I paced up and down for minutes, trying to invest the fact that Dad was dead with some meaning, but failed. There was no meaning. I understood it, I accepted it, and it was not meaningless in the sense that a life had been snatched away that might well not have been snatched away, but it was in the sense that it was one fact among many, and it did not occupy the position in my consciousness that it should have.

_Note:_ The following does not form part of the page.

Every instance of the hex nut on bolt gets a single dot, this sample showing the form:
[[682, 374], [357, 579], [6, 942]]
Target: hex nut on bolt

I wandered around the room, cup of tea in hand, the weather outside was gray and mild, the gently sloping countryside was full of rooftops and abundant green hedges. We had only lived there for a few weeks, we came from Volda where Tonje had been studying radio journalism and I had written a novel that was due to come out in two months. It was the first real home
we had had; the flat in Volda didn't count, it was temporary, but this was permanent, or represented something permanent, our home. The walls still smelled of paint. Oxblood red in the dining room, on advice from Tonje's mother, who was an artist but who spent most of her time doing interior design and cooking, both at a high level – her house looked the way houses did in interior decor magazines, and the food she served was always meticulously prepared and exquisite – and eggshell white in the living room, as well as in the other rooms. But this was nothing like an interior decor magazine here, too much furniture, and too many posters and bookshelves, were a testimony to the student existence we had just left behind. We lived on student loans while I wrote the novel, for officially I was studying literary science as my main subject up to Christmas when my money ran out, and I had to ask for an advance from the publishing house, which had lasted me until just recently. Dad's death came therefore as manna from heaven, because he had money, surely he must have had money. The three brothers had sold the house on Elvegata and shared the proceeds between them less than two years ago. Surely he couldn't have squandered it in that short time.

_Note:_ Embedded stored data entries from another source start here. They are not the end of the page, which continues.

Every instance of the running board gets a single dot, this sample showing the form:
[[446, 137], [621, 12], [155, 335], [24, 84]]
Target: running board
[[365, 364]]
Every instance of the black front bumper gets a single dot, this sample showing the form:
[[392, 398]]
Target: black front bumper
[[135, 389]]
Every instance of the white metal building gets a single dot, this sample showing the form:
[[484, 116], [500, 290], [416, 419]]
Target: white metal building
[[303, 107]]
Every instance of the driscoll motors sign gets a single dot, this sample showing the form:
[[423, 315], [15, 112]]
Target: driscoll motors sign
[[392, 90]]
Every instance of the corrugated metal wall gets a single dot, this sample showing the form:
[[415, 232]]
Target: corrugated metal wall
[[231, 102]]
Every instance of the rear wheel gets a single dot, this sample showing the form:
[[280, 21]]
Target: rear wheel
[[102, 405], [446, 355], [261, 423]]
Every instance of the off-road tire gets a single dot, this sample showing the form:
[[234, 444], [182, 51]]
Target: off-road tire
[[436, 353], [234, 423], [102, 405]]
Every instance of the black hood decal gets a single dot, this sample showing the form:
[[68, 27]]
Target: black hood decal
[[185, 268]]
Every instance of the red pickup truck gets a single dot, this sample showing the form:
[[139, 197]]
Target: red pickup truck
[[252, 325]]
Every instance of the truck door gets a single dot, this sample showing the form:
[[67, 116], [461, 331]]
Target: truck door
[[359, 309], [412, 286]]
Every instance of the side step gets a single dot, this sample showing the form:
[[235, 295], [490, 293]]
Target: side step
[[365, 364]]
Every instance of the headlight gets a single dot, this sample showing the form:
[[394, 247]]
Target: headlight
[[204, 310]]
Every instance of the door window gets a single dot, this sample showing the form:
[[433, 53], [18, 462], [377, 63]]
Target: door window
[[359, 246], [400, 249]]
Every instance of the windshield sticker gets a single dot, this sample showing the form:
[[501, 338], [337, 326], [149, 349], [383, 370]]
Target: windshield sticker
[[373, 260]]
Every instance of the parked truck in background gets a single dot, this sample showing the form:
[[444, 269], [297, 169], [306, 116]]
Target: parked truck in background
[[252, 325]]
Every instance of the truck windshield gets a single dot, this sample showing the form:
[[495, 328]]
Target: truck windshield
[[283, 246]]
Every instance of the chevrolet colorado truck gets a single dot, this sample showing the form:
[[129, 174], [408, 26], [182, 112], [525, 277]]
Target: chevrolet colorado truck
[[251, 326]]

My father is dead, and I am thinking about the money that will bring me.

So what?

I think what I think, I can't help thinking what I think, can I?

I put the cup down on the table, opened the slender door, and went onto the balcony, supporting myself stiffly on the balustrade and gazing around as I drew the warm summer air, so full of the smells of plants and cars and town, into my lungs. A moment later I was back in the living room casting my eyes around. Should I eat something? Drink? Go out and do some shopping?